L'ESPERTO RISPONDE, SENZA GLUTINE

SENZA GLUTINE FUORI CASA: FRANCESCA LAGONIA RISPONDE – PARTE 1

glutine

Con questo articolo inauguriamo la nuova sezione del blog dedicata a pareri, consigli, risposte e testimonianze da parte di esperti nei diversi settori delle esigenze alimentari speciali. A rompere il ghiaccio sarà una delle questioni dominanti, negli ultimi tempi: l’alimentazione SENZA GLUTINE. A fornirci una piccola bussola, per orientarci meglio nella ristorazione gluten free: FRANCESCA LAGONIA.

L’impostazione seguita dai post della sezione “L’ESPERTO CONSIGLIA” seguirà il tipico approccio dell’intervista. Niente diari di viaggio, qui. Solo domande e risposte, che ci aiuteranno a capire meglio come muoverci in viaggio, da esigenti alimentari speciali.

Premesso tutto ciò, prima di lasciar la “parola” a Francesca, mi sembra doveroso presentarvela velocemente e ringraziarla in anticipo per la sua disponibilità.

Ho conosciuto Francesca Lagonia in occasione dell’ultima edizione del Gluten Free Expo, tenuta a Rimini lo scorso Novembre. Precisamente, ho partecipato ad uno dei workshop da lei tenuto nell’occasione, ed inerente l’etichettatura senza glutine in Italia e in Europa.
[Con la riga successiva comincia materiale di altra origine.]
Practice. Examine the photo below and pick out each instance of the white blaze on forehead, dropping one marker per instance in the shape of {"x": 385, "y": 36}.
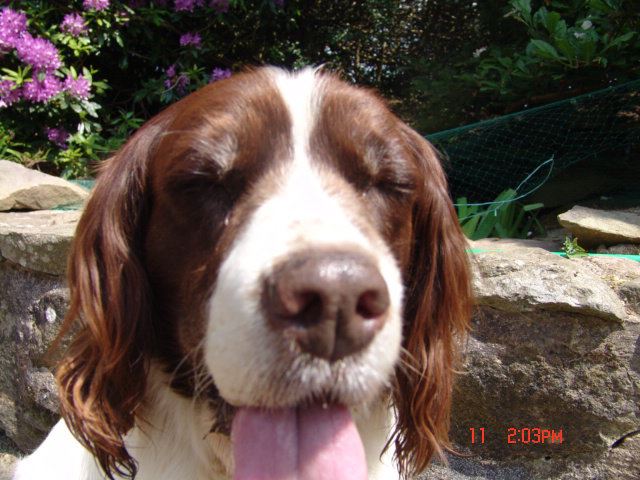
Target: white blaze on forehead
{"x": 243, "y": 354}
{"x": 301, "y": 94}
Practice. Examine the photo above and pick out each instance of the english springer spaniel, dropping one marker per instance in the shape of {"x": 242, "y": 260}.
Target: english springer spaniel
{"x": 268, "y": 282}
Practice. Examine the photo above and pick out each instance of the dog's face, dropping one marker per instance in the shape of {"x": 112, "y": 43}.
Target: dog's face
{"x": 280, "y": 238}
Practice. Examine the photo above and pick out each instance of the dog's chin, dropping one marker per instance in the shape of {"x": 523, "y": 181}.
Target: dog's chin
{"x": 311, "y": 381}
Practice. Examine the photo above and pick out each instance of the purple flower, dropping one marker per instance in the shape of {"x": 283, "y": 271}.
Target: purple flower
{"x": 12, "y": 26}
{"x": 58, "y": 136}
{"x": 41, "y": 54}
{"x": 170, "y": 72}
{"x": 190, "y": 39}
{"x": 77, "y": 87}
{"x": 73, "y": 24}
{"x": 96, "y": 5}
{"x": 42, "y": 90}
{"x": 220, "y": 6}
{"x": 9, "y": 94}
{"x": 181, "y": 84}
{"x": 219, "y": 74}
{"x": 187, "y": 5}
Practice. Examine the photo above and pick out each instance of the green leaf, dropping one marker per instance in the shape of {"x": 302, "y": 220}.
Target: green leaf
{"x": 542, "y": 49}
{"x": 533, "y": 206}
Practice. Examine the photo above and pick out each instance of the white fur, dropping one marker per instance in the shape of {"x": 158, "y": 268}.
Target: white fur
{"x": 249, "y": 363}
{"x": 174, "y": 444}
{"x": 260, "y": 368}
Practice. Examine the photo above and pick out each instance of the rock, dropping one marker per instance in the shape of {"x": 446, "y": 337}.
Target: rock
{"x": 553, "y": 348}
{"x": 521, "y": 280}
{"x": 24, "y": 189}
{"x": 595, "y": 227}
{"x": 32, "y": 306}
{"x": 622, "y": 249}
{"x": 38, "y": 241}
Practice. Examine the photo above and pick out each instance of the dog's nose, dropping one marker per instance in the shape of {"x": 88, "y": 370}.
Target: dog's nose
{"x": 331, "y": 303}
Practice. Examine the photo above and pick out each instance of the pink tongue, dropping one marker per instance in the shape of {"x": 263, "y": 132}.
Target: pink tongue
{"x": 312, "y": 443}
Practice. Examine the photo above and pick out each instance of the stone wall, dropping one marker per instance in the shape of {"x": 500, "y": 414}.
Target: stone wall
{"x": 555, "y": 346}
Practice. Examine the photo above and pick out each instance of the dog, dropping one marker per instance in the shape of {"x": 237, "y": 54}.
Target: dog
{"x": 268, "y": 281}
Francesca è un consulente formatore accreditato AIF (Associazione Italiana Formatori), con una specifica declinazione nel settore della ristorazione e delle diete speciali. Dall’Associazione Italiana Celiachia Veneto, Alla Scuola Italiana Pizzaioli, fino allo stesso Gluten Free Expo, sono diversi e numerosi i corsi da lei progettati e tenuti in tema di esigenze alimentari speciali e gluten free.
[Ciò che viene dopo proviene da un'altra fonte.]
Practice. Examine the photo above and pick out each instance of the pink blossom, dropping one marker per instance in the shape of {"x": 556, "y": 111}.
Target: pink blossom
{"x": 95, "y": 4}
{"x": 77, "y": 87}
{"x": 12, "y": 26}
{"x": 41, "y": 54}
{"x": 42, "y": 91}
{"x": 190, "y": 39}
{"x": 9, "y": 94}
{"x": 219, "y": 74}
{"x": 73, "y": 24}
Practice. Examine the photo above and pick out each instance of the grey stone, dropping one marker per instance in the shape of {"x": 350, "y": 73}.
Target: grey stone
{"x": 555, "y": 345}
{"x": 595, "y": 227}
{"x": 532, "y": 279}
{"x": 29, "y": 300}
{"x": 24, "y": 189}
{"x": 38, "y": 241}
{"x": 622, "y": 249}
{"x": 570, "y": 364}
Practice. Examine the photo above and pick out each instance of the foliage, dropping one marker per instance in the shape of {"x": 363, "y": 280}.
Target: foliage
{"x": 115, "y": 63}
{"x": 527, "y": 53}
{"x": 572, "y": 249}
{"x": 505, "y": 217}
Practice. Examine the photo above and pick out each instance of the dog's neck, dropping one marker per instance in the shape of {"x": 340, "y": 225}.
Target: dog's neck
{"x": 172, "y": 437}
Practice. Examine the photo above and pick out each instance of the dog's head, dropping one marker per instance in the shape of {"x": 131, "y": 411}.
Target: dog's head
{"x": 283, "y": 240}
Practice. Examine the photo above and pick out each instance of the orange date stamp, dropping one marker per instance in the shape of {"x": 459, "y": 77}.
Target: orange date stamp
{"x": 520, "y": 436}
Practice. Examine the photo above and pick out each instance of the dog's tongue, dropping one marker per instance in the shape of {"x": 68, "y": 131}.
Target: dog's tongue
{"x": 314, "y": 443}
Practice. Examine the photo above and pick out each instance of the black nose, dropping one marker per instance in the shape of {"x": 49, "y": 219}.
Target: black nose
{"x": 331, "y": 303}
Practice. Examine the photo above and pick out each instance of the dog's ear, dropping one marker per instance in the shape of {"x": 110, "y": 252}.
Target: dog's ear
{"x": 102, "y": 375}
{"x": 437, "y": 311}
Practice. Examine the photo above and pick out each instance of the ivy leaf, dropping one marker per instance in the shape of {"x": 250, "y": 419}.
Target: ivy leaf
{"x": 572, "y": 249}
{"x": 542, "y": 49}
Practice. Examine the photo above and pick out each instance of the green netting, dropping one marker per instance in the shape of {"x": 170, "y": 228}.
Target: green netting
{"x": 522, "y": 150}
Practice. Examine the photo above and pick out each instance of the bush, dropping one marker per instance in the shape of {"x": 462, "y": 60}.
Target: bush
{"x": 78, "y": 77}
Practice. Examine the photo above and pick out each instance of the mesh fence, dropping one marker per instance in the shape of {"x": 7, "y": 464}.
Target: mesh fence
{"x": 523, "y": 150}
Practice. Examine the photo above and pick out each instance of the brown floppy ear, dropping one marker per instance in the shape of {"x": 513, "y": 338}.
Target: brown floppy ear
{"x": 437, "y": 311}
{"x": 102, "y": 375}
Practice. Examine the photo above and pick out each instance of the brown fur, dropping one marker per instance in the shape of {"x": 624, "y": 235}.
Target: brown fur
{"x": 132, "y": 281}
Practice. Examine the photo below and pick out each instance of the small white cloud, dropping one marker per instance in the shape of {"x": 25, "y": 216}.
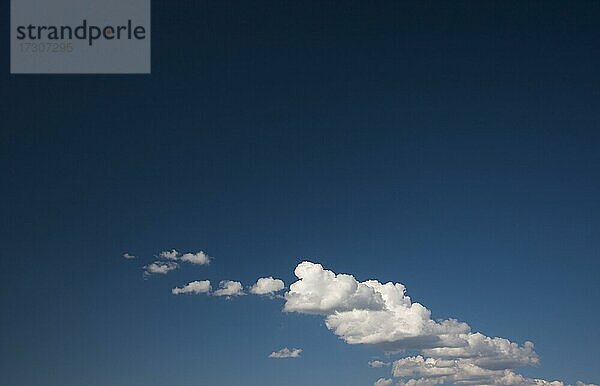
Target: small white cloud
{"x": 160, "y": 267}
{"x": 378, "y": 364}
{"x": 286, "y": 353}
{"x": 195, "y": 287}
{"x": 229, "y": 288}
{"x": 199, "y": 258}
{"x": 169, "y": 255}
{"x": 267, "y": 286}
{"x": 383, "y": 382}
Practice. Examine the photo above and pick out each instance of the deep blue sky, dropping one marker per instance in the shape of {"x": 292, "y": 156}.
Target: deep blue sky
{"x": 450, "y": 146}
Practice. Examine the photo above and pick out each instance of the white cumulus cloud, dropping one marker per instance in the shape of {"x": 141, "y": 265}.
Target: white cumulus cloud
{"x": 160, "y": 267}
{"x": 267, "y": 286}
{"x": 371, "y": 312}
{"x": 198, "y": 258}
{"x": 376, "y": 364}
{"x": 169, "y": 255}
{"x": 286, "y": 353}
{"x": 229, "y": 288}
{"x": 194, "y": 287}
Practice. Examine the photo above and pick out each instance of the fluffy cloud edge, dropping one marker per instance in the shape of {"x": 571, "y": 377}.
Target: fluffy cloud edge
{"x": 286, "y": 353}
{"x": 194, "y": 287}
{"x": 267, "y": 286}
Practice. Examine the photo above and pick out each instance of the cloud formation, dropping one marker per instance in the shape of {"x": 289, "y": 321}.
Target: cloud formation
{"x": 169, "y": 255}
{"x": 286, "y": 353}
{"x": 376, "y": 364}
{"x": 198, "y": 258}
{"x": 229, "y": 288}
{"x": 267, "y": 286}
{"x": 160, "y": 267}
{"x": 194, "y": 287}
{"x": 371, "y": 312}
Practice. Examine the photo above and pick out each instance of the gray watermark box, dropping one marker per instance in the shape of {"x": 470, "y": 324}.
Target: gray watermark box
{"x": 80, "y": 37}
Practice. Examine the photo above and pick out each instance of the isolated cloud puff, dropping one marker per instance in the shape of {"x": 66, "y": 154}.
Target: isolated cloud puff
{"x": 229, "y": 288}
{"x": 286, "y": 353}
{"x": 169, "y": 255}
{"x": 194, "y": 287}
{"x": 267, "y": 286}
{"x": 371, "y": 312}
{"x": 160, "y": 267}
{"x": 378, "y": 364}
{"x": 198, "y": 258}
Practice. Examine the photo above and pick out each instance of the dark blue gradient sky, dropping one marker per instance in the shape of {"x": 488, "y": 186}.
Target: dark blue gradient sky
{"x": 450, "y": 146}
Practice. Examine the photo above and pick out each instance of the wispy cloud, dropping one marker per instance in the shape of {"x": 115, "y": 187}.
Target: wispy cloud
{"x": 286, "y": 353}
{"x": 198, "y": 258}
{"x": 169, "y": 255}
{"x": 194, "y": 287}
{"x": 229, "y": 288}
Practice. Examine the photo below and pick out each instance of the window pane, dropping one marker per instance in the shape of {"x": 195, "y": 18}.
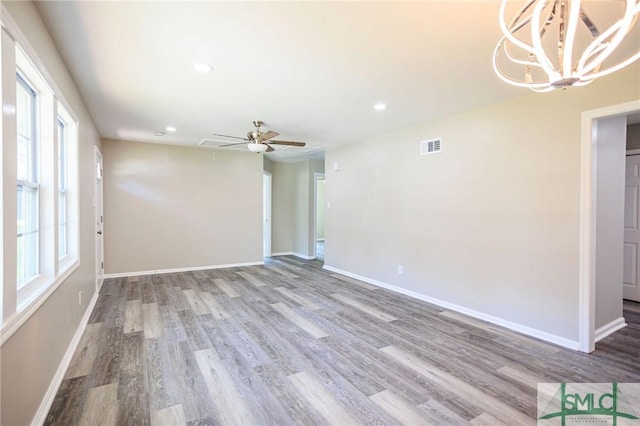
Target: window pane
{"x": 62, "y": 225}
{"x": 25, "y": 99}
{"x": 27, "y": 190}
Questo, solo per chiarire che chi risponde sa di cosa sta parlando.

Infine, per ragioni di “leggibilità”, e anche per non sacrificare il livello di approfondimento e dettaglio di domande e risposte, ho ritenuto utile suddividere l’intervista in due post separati, ma contigui.

In questo, ci daremo un’infarinatura generale sul “dietro le quinte” di un locale che offre proposte senza glutine. Nel prossimo, cercheremo di orientarci meglio nel mare magnum di locali, specificando meglio la distinzione fra quelli rientranti nel network Alimentazione Fuori Casa dell’Associazione Italiana Celiachia e quelli che non rientrano in questo progetto.
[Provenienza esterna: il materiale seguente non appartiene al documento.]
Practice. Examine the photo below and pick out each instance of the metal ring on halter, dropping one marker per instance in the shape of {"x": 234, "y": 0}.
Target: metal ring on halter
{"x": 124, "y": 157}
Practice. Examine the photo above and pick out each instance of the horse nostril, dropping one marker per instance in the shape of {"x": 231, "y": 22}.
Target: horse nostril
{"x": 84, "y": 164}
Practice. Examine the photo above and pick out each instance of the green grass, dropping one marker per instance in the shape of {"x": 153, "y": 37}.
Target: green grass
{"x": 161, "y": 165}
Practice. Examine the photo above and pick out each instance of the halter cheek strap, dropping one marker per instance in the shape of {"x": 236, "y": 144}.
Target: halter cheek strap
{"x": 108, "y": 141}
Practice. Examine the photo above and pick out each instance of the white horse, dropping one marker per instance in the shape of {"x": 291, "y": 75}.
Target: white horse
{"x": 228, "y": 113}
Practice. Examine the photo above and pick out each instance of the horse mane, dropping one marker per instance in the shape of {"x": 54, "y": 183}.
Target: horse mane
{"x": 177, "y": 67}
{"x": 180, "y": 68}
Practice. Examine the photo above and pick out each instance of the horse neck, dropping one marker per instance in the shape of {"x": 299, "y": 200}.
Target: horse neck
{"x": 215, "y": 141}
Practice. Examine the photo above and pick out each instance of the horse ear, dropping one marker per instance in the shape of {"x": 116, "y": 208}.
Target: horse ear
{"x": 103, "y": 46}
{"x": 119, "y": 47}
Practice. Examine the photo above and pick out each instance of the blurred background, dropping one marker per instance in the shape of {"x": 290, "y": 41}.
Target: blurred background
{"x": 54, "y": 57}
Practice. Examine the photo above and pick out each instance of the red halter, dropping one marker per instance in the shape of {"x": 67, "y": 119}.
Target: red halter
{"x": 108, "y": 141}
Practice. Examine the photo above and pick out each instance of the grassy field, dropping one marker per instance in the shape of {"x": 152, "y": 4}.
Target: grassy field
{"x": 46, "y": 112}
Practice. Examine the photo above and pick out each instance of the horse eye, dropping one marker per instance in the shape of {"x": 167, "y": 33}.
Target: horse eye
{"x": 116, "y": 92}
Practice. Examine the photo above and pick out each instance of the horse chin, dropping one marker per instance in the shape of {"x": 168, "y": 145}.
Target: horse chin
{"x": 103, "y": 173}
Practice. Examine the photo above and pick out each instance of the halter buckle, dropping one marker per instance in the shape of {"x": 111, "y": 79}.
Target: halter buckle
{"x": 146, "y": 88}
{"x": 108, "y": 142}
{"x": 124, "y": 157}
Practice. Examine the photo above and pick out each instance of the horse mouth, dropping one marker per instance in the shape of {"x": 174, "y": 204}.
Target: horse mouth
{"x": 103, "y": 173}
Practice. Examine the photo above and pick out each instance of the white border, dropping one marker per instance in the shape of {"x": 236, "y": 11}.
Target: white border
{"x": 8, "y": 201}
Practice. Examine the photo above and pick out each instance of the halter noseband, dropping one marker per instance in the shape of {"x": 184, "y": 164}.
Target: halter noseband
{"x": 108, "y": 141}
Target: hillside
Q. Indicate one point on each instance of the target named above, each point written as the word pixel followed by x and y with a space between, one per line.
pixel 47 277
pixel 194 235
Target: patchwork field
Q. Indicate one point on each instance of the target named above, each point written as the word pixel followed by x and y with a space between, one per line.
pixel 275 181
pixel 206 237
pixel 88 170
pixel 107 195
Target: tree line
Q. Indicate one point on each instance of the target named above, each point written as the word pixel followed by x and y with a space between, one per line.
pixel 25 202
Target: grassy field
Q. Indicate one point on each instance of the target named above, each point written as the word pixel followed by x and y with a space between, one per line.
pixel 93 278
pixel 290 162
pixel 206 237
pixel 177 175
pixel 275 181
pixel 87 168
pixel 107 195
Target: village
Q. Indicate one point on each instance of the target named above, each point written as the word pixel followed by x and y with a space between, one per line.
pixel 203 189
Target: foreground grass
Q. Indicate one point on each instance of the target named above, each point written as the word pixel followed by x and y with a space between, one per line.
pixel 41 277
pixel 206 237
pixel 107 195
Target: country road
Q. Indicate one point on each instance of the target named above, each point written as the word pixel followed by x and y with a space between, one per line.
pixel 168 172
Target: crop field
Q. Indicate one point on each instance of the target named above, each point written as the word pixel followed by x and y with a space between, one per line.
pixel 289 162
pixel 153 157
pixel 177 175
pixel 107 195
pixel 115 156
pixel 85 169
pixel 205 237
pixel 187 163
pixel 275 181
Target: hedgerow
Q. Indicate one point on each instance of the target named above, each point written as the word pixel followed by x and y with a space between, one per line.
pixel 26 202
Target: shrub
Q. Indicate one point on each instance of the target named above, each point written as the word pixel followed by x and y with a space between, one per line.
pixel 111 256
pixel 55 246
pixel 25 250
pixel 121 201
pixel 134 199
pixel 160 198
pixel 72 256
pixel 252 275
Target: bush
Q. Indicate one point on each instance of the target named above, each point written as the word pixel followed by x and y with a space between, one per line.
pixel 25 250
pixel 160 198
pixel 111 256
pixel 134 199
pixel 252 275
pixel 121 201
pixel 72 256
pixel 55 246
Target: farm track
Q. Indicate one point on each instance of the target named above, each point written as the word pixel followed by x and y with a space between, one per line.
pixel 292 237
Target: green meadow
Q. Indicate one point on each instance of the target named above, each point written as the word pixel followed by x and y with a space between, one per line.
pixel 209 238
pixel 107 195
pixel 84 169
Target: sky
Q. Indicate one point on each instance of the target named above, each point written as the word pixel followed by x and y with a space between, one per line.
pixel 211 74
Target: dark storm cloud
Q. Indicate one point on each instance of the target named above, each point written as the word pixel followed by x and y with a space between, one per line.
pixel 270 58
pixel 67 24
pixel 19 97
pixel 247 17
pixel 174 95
INIZIAMO CON ALCUNI CONSIGLI PRATICI DA RIVOLGERE A COLORO CHE HANNO L’ESIGENZA SPECIFICA DI MANGIARE SENZA GLUTINE FUORI CASA. COME È IMPORTANTE MUOVERSI, PRIMA DI AFFRONTARE UN VIAGGIO O UNA SEMPLICE COLAZIONE AL BAR SOTTO CASA?

La dieta senza glutine permanente e rigorosa, ovvero senza eccezioni e trasgressioni volontarie, è la cura per la celiachia. Ecco perché quando dobbiamo consumare un pasto senza glutine fuori casa è importante attrezzarsi. Perché questa legittima esigenza non costituisca un’occasione di trasgressione volontaria alla dieta. Per questo è bene avere sempre con se una piccola scorta di alimenti sicuri (un frutto, uno snack, della frutta secca, una confezione monodose di pane senza glutine…), che possano sfamarci qualora la situazione si “metta male”.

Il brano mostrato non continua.